The early culprit in the move from wired to wireless is the smartphone. It has been tethered to wireless networks for years. However, these networks were not powerful enough in terms of speed to make much difference to consumers who wanted to use portable devices for data-heavy applications like video. However, the wireless geographic maps of AT&T Inc. (NYSE: T), Verizon Wireless and Sprint Nextel Corp. (NYSE: S) had very little 4G distribution just two years ago. That has changed radically, and so have the smartphones that have improved to run video and download files.

The more radical change for wired companies, which have added tens of millions of subscribers over the decades and then converted many of them to broadband and voice service, is that wireless broadband has become so widely distributed that soon people will be able to put old-style antennas on their roofs and receive signals that can run their televisions and personal computers. That day may be years off, but it is not decades away.
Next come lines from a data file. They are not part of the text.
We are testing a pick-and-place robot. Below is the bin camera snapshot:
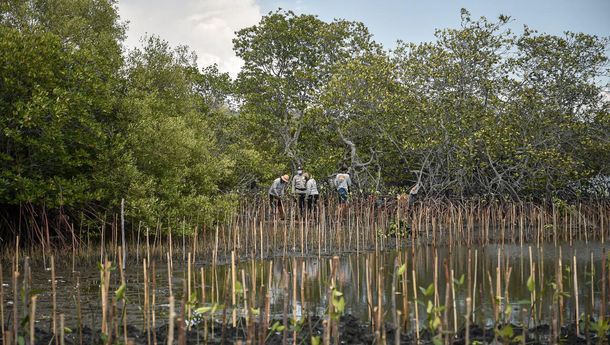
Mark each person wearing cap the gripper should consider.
[292,166,307,217]
[303,173,320,214]
[335,168,352,212]
[269,175,290,219]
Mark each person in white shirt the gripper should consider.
[292,166,307,217]
[269,175,290,219]
[303,173,320,214]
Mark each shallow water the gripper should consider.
[3,241,610,328]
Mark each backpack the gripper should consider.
[294,175,307,190]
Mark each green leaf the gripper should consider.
[114,283,127,301]
[235,280,244,295]
[195,307,212,314]
[527,275,536,292]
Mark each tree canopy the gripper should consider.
[0,0,610,239]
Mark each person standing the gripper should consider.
[303,173,320,215]
[269,175,290,219]
[292,167,307,217]
[335,169,352,212]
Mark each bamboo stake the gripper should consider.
[572,255,580,336]
[29,295,38,345]
[411,266,419,344]
[167,295,176,345]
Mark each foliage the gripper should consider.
[0,0,610,237]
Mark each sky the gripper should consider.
[118,0,610,77]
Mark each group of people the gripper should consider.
[269,167,352,219]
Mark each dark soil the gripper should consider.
[0,315,610,345]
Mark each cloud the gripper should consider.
[118,0,262,77]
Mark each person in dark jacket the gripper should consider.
[269,175,290,219]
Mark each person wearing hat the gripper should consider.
[269,175,290,219]
[292,167,307,217]
[303,173,320,215]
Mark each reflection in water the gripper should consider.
[4,242,609,329]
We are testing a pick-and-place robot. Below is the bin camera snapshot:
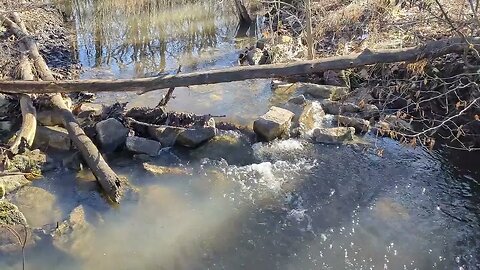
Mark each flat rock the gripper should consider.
[34,126,72,150]
[288,95,306,105]
[0,174,30,195]
[176,127,217,147]
[125,136,162,156]
[298,83,349,100]
[74,103,105,118]
[313,127,355,144]
[148,127,184,147]
[335,115,370,133]
[37,111,63,126]
[253,106,294,141]
[322,101,361,115]
[95,118,129,152]
[11,186,61,227]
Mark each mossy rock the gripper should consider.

Wireless companies have the chance to entirely change the cable and telecom industries' access to homes over broadband networks.

It is difficult to say which companies will win and which will lose as the new technology grows. Likely cable companies will get the worst of it. They are not wedded to broadly distributed wireless networks. These undercut their legacy businesses too much. Telecoms, on the other hand, will be able to drive more and more of their customers to wireless broadband. Their wired broadband presence in the home is based on new fiber networks that have only made modest inroads against cable and satellite delivered products.

It may be that, soon, rows upon rows of homes will sprout antennas, but they will not be to capture local radio signals. They will be part of what business school professors call "creative destruction," as an entire industry is destroyed.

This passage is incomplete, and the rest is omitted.